Here are some replies:
1) ♀ApricotPickles wrote, “One of my favorites is a time my coworkers and I managed to make Christmas happen for a young girl who otherwise wasn’t going to have one because ‘Mommy said Santa Claus is poor this year.’ I filled a suitcase and a new school backpack with toys, dropped them off at her group home, and left a letter from Santa Claus. When I later saw the girl again, she whispered excitedly to me, ‘Santa came and left me gifts!’ Then she got even quieter and said, ‘But I know it wasn’t really Santa. It was my brother because he loves me.’”
2) ♀PandorasTrunk wrote, “A few years ago, my parents were giving my sister’s old twin bed to a friend of a friend who needed one so she could get her children back. She had been homeless for a time, but had gotten a new job and an apartment. The court said her children could live with her again, but having a bed for each of them was a requirement. Along with the bed, we also donated some clothing to the daughter. She was in her junior year of high school, so she fit into a lot of stuff that belonged to my sister and me.

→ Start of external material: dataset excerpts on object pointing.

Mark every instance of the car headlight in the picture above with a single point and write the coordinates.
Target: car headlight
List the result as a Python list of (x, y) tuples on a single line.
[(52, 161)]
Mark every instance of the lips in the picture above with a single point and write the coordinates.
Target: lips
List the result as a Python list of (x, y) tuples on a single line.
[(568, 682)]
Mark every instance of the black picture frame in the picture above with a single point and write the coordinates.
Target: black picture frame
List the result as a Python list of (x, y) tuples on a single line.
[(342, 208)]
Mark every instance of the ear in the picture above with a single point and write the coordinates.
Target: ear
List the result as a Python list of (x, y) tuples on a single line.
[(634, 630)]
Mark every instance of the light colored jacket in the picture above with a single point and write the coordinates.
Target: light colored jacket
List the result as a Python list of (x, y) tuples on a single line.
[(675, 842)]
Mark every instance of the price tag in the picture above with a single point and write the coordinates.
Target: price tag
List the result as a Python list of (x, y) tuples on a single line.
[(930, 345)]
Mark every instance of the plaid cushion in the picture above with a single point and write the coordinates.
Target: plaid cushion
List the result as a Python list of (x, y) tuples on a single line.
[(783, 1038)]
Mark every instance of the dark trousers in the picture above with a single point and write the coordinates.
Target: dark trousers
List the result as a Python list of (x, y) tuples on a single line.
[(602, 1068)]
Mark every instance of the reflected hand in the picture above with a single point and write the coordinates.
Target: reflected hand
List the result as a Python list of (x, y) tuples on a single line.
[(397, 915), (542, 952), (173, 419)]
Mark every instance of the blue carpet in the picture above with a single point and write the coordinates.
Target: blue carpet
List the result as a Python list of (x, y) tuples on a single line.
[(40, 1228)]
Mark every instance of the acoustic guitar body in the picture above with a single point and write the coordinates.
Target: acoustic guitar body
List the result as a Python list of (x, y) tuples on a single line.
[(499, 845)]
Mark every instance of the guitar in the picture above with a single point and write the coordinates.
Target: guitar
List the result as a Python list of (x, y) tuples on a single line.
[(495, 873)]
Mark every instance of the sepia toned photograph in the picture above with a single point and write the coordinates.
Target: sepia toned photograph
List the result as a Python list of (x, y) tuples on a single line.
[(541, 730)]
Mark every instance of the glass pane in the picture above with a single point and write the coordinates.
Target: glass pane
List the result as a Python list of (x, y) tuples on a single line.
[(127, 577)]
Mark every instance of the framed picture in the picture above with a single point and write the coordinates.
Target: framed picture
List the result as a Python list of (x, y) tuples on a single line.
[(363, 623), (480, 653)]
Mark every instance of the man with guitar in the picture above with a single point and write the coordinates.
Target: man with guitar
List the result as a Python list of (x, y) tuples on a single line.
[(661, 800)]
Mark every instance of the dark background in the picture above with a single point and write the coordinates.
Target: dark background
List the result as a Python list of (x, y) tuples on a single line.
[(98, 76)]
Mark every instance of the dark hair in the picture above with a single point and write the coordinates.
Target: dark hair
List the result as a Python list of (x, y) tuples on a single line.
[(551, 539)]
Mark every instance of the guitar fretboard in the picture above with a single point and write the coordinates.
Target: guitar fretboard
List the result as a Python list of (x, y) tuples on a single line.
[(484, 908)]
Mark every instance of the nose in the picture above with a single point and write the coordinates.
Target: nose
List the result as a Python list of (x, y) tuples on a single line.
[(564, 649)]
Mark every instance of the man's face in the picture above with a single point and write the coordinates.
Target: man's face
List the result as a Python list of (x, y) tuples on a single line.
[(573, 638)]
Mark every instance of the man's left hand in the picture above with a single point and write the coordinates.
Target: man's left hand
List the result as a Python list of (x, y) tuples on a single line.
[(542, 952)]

“Now, in college I was in a band sorority and we had two or three formal events each year. If I saw a cool gown on clearance somewhere, I’d buy it. Well, one of these gowns found its way into the bottom of the bag of clothing. It apparently fit the daughter perfectly and was just her style. Her mother called my family friend crying because she had been trying to figure out a way to afford a prom dress for the girl.”
3) inducedjoy wrote, “I was out front of a building at school one morning before it was opened for class, and a man standing next to me starting signing to me. I don’t understand Sign Language whatsoever, so I said, ‘Sorry,’ kind of loudly and hoped my body language and facial expression conveyed that I couldn’t understand him. He simply took my hand, made it into the sign for ‘love’, then mimicked it and put his hand against mine. It was beautiful, I’ll never forget it.
“Another time, a homeless woman on the street saw me light my cigarette and said, ‘Please, put it out. This is my last piece of gum, chew it instead.’ It was so profound that someone with almost nothing was willing to give me, a stranger, something to maybe improve my health, even if it was in such a little way.”